Aqua Security today revealed that its open source Trivy container scanning software is now available by default in a growing number of container platforms.
Currently available under a royalty-free Apache 2 license, Trivy will be included as the default scanner in Harbor, an open source container image registry project under the Cloud Native Computing Foundation (CNCF), as well as the registry from Docker Inc. and the Mirantis Docker Enterprise platform, which was previously owned by Docker Inc.
Liz Rice, vice president of open source engineering at Aqua Security and chair of the CNCF Technical Oversight Committee, says integrating Trivy within a registry or container platform advances DevSecOps because the ability to scan containers becomes that much easier for developers to run while accessing containers.
That approach also helps developers view cybersecurity as being something less than a black art that someone else should handle, she adds.
As a project, Trivy is only 10 months old.

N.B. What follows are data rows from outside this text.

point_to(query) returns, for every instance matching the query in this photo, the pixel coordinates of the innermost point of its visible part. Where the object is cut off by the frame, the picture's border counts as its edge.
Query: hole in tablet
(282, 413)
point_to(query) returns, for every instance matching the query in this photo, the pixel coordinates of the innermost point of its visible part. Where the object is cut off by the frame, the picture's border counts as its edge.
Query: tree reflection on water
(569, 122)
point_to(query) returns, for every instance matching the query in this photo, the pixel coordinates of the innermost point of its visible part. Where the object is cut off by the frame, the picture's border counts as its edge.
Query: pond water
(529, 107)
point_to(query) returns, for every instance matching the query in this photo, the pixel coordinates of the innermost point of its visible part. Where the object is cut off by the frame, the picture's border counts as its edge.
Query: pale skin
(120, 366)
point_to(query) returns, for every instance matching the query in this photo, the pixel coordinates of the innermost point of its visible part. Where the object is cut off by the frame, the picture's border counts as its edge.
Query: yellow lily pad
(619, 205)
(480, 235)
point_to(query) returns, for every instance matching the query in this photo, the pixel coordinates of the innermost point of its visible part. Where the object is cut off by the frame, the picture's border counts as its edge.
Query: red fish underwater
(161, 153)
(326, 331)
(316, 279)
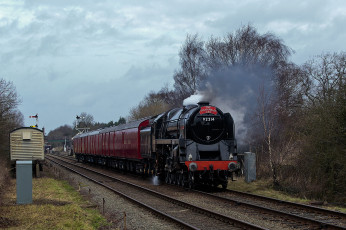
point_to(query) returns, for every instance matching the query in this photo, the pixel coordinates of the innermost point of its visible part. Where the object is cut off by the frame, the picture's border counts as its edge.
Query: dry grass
(56, 205)
(264, 188)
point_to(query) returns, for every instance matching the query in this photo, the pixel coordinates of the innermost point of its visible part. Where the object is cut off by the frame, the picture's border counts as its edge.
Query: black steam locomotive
(184, 146)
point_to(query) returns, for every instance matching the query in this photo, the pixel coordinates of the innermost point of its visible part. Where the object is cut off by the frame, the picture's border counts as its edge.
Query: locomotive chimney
(203, 103)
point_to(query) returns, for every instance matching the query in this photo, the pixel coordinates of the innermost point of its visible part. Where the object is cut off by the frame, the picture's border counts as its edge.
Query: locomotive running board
(167, 141)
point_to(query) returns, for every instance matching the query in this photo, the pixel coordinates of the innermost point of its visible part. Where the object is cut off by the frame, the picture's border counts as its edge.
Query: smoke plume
(234, 89)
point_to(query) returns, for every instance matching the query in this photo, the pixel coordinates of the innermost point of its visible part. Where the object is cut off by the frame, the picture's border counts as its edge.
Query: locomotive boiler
(186, 146)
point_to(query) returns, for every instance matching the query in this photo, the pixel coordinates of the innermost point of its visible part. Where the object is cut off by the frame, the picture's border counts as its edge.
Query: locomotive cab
(200, 145)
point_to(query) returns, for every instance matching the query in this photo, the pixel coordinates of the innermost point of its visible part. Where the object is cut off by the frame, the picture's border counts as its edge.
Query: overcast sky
(102, 57)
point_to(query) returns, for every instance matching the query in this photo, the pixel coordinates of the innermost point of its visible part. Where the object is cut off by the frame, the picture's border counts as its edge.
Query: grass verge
(56, 205)
(264, 188)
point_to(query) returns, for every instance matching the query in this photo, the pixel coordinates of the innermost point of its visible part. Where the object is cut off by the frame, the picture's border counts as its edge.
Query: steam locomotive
(186, 146)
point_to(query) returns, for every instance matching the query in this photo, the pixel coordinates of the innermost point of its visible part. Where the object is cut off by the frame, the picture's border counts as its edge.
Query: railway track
(185, 214)
(287, 214)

Nevertheless, Rice contends it matches or exceeds the capabilities of other container scanning software with the possible exception of not being integrated with any commercial threat intelligence service. Trivy is integrated only with open threat intelligence platforms that are available for free. However, individual cybersecurity teams can integrate Trivy with any DevOps platform or service on their own.

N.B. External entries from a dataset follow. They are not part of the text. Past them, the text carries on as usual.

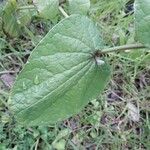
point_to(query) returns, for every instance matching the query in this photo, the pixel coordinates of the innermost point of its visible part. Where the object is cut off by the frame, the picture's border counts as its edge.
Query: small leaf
(61, 76)
(48, 9)
(142, 21)
(79, 6)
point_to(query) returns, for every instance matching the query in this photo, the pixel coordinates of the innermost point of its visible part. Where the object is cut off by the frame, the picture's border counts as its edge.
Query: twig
(63, 12)
(122, 48)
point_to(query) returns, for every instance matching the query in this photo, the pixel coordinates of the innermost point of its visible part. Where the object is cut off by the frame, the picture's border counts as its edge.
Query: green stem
(26, 7)
(63, 12)
(122, 48)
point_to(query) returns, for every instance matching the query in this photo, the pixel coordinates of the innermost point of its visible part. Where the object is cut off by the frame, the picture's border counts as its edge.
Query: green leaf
(48, 9)
(9, 21)
(79, 6)
(61, 76)
(142, 21)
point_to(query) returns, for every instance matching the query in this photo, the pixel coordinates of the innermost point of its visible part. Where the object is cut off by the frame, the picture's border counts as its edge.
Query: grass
(107, 123)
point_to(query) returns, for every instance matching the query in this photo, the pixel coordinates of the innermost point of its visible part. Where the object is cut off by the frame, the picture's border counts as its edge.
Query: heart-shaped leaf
(79, 6)
(61, 75)
(48, 9)
(142, 21)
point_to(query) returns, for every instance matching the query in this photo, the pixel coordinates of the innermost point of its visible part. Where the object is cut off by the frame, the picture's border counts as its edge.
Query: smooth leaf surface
(79, 6)
(142, 21)
(48, 9)
(60, 77)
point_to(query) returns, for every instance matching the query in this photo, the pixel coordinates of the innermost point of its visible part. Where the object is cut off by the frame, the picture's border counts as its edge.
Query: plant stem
(63, 12)
(26, 7)
(122, 48)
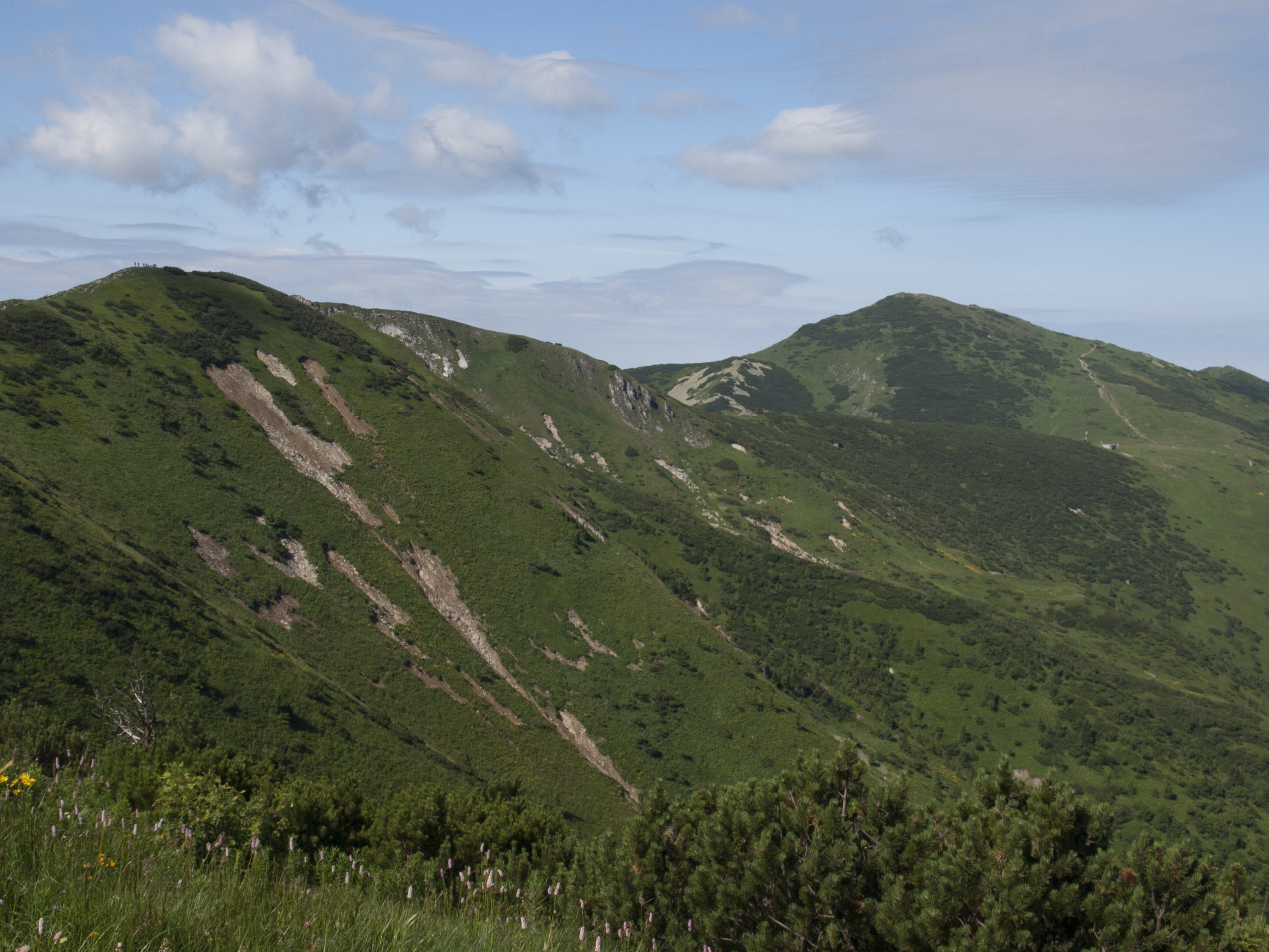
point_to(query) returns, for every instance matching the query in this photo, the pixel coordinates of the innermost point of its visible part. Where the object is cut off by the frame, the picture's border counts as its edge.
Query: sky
(659, 182)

It will be interesting to see what impact the availability of free container scanning software embedded within various container platforms will have on the demand for commercial container scanning software. Cybersecurity vendors in many cases already have made container scanning tools available as part of a larger container security platform, so in one way or another container security software is already available for a nominal cost. The challenge, of course, is making container scanning software available in a way that can’t be ignored easily by developers because no one had to, for example, sign off on a separate purchase order.

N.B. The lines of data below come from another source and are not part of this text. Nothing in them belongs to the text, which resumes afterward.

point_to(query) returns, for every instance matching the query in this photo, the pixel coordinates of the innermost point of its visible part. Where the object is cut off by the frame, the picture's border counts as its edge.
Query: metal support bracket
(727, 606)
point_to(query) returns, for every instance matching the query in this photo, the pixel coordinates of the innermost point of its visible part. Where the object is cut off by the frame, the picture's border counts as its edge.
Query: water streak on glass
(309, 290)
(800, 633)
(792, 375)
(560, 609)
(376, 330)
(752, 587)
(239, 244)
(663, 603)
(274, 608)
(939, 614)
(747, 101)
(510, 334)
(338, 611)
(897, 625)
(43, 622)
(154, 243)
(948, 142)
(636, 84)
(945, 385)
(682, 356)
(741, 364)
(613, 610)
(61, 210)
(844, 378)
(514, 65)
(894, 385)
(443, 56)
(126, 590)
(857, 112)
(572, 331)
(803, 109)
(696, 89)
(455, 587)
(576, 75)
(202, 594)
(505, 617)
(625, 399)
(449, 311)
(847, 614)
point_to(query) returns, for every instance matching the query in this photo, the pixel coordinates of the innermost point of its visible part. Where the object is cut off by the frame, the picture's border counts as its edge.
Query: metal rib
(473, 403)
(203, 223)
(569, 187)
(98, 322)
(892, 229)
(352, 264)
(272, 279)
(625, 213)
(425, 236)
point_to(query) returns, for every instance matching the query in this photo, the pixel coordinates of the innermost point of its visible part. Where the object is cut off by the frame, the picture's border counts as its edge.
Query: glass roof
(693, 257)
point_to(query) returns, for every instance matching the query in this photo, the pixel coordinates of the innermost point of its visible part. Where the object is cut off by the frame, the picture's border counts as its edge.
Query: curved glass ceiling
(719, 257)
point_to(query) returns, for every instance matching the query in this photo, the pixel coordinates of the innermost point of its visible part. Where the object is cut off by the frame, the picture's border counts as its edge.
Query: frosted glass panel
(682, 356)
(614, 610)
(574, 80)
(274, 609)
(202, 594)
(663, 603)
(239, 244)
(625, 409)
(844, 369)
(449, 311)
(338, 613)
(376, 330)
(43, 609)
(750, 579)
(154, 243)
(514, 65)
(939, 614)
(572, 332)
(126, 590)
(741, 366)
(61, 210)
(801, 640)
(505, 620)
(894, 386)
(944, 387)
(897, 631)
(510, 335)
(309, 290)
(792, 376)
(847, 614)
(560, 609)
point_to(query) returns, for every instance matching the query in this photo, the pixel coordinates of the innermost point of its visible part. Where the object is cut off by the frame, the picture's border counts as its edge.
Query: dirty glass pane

In theory, containerized applications should be more secure than monolithic applications because it’s easier to rip and replace containers that might include vulnerable code than it is to patch an entire monolithic application. Of course, that capability only matters if some tool is employed to actually scan containers. There most likely will come a day soon when every container being loaded into a registry is scanned automatically.
In the meantime, it’s clear that responsibility for application cybersecurity is finally shifting left. Developers are increasingly being held accountable to make sure the right controls have been implemented within an application as part of the overall quality assurance process. It’s then up to cybersecurity teams to verify those controls have been properly implemented. Historically, cybersecurity teams have not trusted developers to implement those controls, while developers tended to view cybersecurity as being someone else’s responsibility. Getting developers to appreciate cybersecurity and condition cybersecurity teams to trust developers represents one of a major cultural transition in the months and years ahead that not all IT teams will be able to embrace successfully.